Pointers (Fall 2023)
New year, new old computing stuff.
- Eternal Jukebox will extend the song of your choice indefinitely. There is no observable effect on The Mars Volta.
- Chromostereopsis is an effect you may have seen where red figures on black backgrounds seem to pop out, or strong red and blue contrasting figures seem to leap out from or recede into the image, respectively; this page has some great examples, though it lacks this picture of two brains that has an especially strong effect for me.
- Jenny Odell revisits Emerson’s “Self Reliance,” and asks, in quotation: "…do we or do we not live in a world in which we assist each other?"
- A peek into the lives of the (possibly) fake people sending (definitely) fake texts in Apple marketing materials.
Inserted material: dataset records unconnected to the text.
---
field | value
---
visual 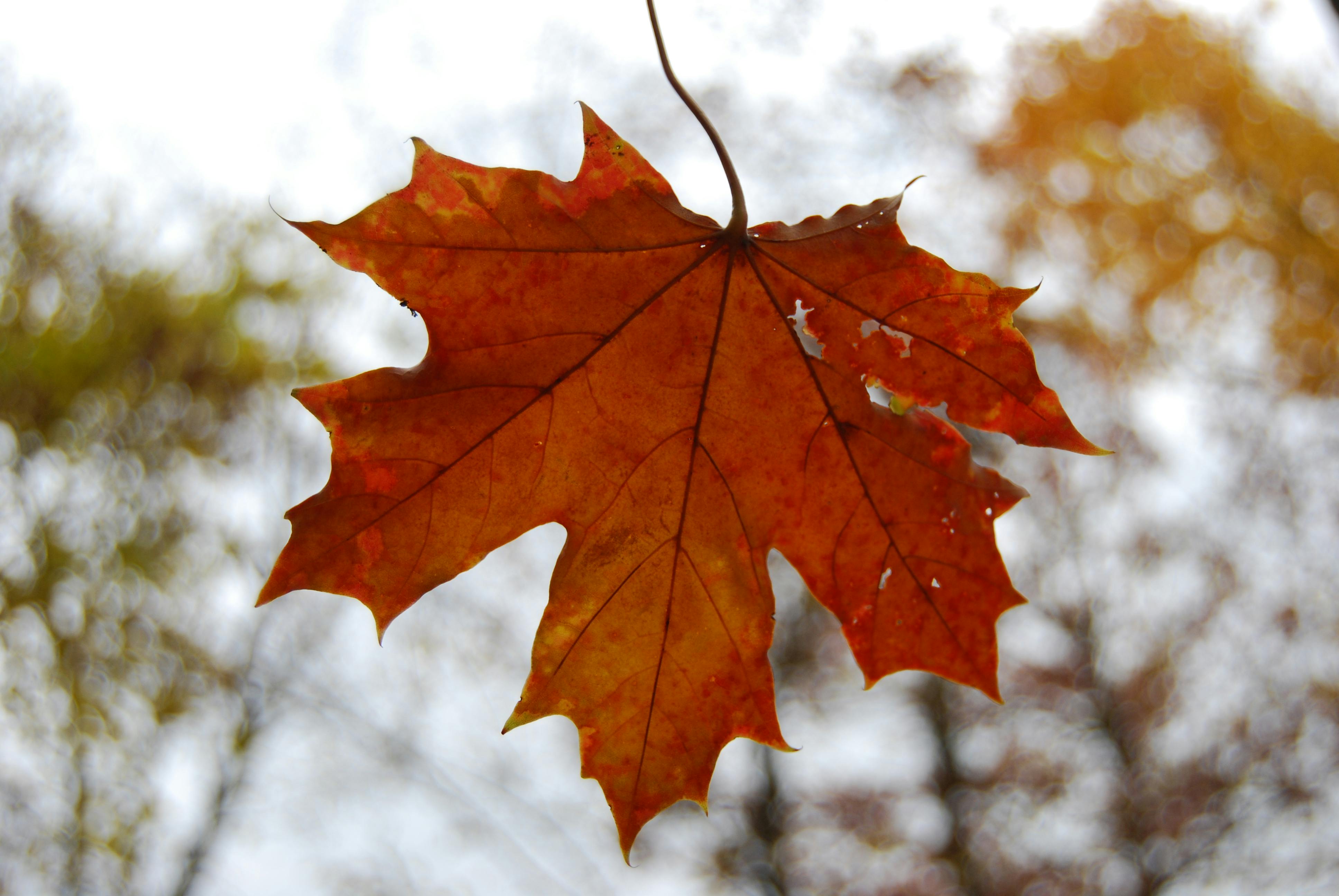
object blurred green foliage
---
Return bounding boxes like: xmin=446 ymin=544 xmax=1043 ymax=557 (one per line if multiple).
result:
xmin=0 ymin=73 xmax=325 ymax=892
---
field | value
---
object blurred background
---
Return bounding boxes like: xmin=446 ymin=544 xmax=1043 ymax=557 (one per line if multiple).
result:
xmin=0 ymin=0 xmax=1339 ymax=896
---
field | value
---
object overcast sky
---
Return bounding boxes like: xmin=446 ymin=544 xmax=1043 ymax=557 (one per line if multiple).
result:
xmin=0 ymin=0 xmax=1339 ymax=237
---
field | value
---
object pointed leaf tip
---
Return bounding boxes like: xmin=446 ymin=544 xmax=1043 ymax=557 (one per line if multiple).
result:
xmin=260 ymin=96 xmax=1102 ymax=864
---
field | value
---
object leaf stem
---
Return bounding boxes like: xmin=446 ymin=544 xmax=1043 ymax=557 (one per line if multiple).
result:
xmin=647 ymin=0 xmax=748 ymax=240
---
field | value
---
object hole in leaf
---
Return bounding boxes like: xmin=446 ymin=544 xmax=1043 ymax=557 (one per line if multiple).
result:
xmin=790 ymin=299 xmax=823 ymax=357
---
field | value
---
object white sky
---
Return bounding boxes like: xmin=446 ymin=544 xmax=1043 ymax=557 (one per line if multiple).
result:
xmin=0 ymin=0 xmax=1339 ymax=240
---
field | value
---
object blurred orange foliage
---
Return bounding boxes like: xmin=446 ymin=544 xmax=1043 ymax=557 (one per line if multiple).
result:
xmin=980 ymin=3 xmax=1339 ymax=394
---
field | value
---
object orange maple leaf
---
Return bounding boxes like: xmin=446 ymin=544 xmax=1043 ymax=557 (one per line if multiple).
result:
xmin=260 ymin=10 xmax=1099 ymax=856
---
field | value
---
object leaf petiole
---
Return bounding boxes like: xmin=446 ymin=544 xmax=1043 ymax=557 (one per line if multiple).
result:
xmin=647 ymin=0 xmax=748 ymax=241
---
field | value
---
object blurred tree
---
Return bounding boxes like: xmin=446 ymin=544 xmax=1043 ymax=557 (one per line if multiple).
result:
xmin=980 ymin=3 xmax=1339 ymax=394
xmin=0 ymin=72 xmax=332 ymax=893
xmin=711 ymin=3 xmax=1339 ymax=896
- Given how primitive Atari 2600 games’ graphics were, I never really appreciated the incredible effort required to produce them. You may notice, halfway through the article, that backgrounds are constrained to be symmetrical and yet it’s obvious from the images that Pitfall’s background were not; the reason they’re not is a great design choice on the part of Pitfall’s creator, David Crane.
- MacPaint, but for nail design.
- Smooth McGroove is back, a capella beeps and boops fully intact.
- Charity Majors on why to become a manager: it might just make you a better person.
- On that note, new managers could do worse than to follow this one-page checklist from Patrick Newman.
- And if you want to hire good people, it’s unwise to literally refuse to pay them one dollar more than you offered.